Farewell, TRL
After 10 years and more than 2,200 shows, MTV’s Total Request Live blinked off the air in November 2008 with one last star-studded episode. Ratings for the music-video countdown show, which debuted in September 1998 as a vehicle for multiplatinum pop acts like Britney Spears, the Backstreet Boys and ‘N Sync, had been on the wane for years. Still, the nostalgia was undeniable. “Remember this feeling?” TRL’s original host, Carson Daly, asked former ‘N Sync stars Justin Timberlake and J.C. Chasez as they looked out at thousands of shrieking TRL fans craning their necks to catch a last glimpse of stars in the show’s glass-walled studios in New York City’s Times Square. “We’re old now. This is the last time we’re going to do this.”
Snooki Gets Punched
Jersey Shore stirred up controversy before the first episode hit the airwaves. The reality show, starring eight self-professed “guidos” and “guidettes” living in a house in Seaside Heights, N.J., led Italian-American activist groups to complain the show portrayed negative stereotypes.
But the show really entered the mainstream when promotions showed castmate Nicole “Snooki” Polizzi getting punched in the face at a bar during the show’s fourth episode. The clip instantly went viral, and Snooki was suddenly a star. MTV, under pressure from domestic violence groups, decided to cut the punch from its December 17, 2009 broadcast, but the damage was done. Ratings skyrocketed, and the show became the must-watch train wreck of the new year.
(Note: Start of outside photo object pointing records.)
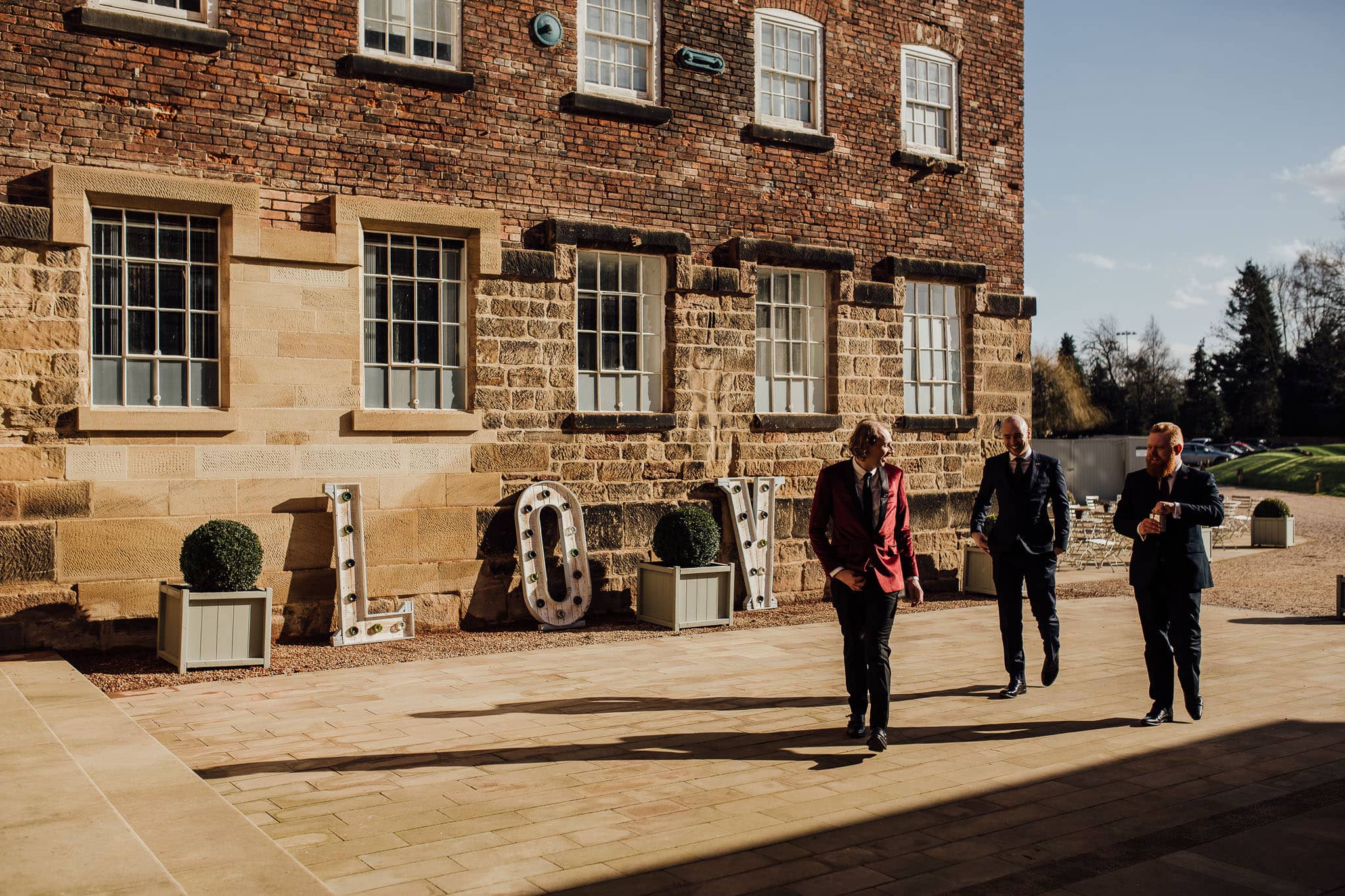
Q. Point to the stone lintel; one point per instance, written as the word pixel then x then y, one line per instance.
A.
pixel 938 422
pixel 640 113
pixel 588 234
pixel 868 292
pixel 418 75
pixel 1011 305
pixel 797 422
pixel 619 422
pixel 774 251
pixel 907 268
pixel 147 27
pixel 527 264
pixel 808 140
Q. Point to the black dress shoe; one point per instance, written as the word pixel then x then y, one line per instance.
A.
pixel 1158 715
pixel 1049 670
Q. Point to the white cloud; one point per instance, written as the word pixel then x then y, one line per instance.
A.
pixel 1289 251
pixel 1098 261
pixel 1183 300
pixel 1327 179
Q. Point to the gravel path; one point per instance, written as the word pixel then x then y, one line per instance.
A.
pixel 1297 581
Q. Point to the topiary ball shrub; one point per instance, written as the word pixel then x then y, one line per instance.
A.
pixel 221 555
pixel 688 538
pixel 1273 509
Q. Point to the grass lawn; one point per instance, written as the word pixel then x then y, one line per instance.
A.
pixel 1289 471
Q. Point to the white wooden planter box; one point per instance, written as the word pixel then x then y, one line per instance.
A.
pixel 1273 531
pixel 685 597
pixel 977 572
pixel 214 629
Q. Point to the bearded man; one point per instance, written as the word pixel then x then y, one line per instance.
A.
pixel 1162 508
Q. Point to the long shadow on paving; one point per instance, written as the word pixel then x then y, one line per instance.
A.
pixel 598 706
pixel 1012 856
pixel 770 746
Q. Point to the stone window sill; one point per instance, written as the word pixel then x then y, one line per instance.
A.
pixel 938 422
pixel 362 421
pixel 155 419
pixel 621 422
pixel 797 422
pixel 785 137
pixel 938 164
pixel 146 27
pixel 640 113
pixel 408 73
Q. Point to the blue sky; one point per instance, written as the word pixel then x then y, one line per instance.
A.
pixel 1168 141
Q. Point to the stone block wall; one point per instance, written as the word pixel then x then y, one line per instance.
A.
pixel 95 501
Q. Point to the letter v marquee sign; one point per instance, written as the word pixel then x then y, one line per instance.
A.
pixel 752 505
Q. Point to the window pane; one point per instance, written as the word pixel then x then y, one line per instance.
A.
pixel 106 381
pixel 376 387
pixel 173 383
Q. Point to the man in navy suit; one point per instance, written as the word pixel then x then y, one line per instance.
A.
pixel 1023 544
pixel 1162 508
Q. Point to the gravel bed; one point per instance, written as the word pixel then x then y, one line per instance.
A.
pixel 1298 581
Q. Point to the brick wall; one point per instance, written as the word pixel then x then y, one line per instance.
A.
pixel 91 519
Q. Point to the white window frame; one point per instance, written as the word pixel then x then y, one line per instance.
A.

Ultimately Snooki and the gang — who will be back for a second season of Jersey Shore, but in a different locale —represent the new era of MTV. The network quietly dropped “Music Television” from its logo in February, and except for the annual Video Music Awards, airs few music videos. Instead, it’s become a stable for reality stars like Tila Tequila and Jersey Shore‘s “The Situation” whose antics are our new guilty pleasures.